As he finished speaking the Admiral politely stepped away to give me opportunity for a farewell word with Marguerite. Grauble followed him and, as he passed me, he gave me a look of gloating triumph and then opened the door of his cabin, which the Admiral entered.

"I am going with you," whispered Marguerite. "Grauble understands."

There was the sound of a scuffle and a strangled oath. Grauble's head appeared at the cabin door. "Here, Armstadt; be quick, and keep him quiet."

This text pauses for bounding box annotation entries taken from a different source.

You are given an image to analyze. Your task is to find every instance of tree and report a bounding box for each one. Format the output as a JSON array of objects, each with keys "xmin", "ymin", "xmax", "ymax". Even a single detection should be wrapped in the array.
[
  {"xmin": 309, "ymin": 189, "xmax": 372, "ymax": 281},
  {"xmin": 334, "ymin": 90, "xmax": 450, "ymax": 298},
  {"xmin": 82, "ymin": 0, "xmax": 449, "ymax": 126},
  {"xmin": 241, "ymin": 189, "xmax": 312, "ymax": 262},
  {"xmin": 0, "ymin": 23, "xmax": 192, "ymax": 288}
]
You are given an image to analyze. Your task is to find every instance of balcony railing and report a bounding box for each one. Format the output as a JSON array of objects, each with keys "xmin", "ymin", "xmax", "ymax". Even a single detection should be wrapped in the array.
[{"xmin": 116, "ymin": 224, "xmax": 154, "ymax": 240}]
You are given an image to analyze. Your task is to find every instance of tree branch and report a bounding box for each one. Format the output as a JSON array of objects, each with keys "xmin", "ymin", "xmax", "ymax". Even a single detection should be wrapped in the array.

I plunged into the cabin and saw von Kufner crumpled against the bunk; his hands were manacled behind him and his mouth stuffed with a cloth.

With an exulting joy I threw myself upon the man as he struggled to rise. I easily held him down, and whipping out my own kerchief I bound it tightly across his mouth to more effectively gag him.

Then rolling him over I planted my knee on his back while I ripped a sheet from the bunk and bound his feet.

From without I heard Grauble's voice in command: "Close the hatch." Then I felt the vessel quiver with machinery in motion and I knew that we were moving along the tunnel toward the sea.

Grauble appeared again in the door of the cabin. "The mate understands," he said, "and the crew will obey. I told them that the Admiral was going out with us to inspect the lock. But the presence of a woman aboard will puzzle them. I have placed the Princess in the mate's cabin so no one can molest her. We have other things to keep us occupied."

With Grauble's help I now bound von Kufner to the staunch metal leg of the bunk and we left him alone in the narrow room to ponder on the meaning of what he had heard.

Outside Grauble led me over to the instrument board where the mate was stationed.

"Any unusual message?" asked Grauble.

"None," said the mate. "I think we will go through without interruption at least until we reach the lock; if anything is suspicioned we will be held up there for examination."

"Do you think the guards at the dock suspected anything?" questioned Grauble.

"It is not likely," replied the mate. "They saw him come aboard, but he spoke to none of them. They will presume he is going out to the lock. The presence of a woman will puzzle them; but, as she was with the Admiral, they will not dare interfere or even report the fact."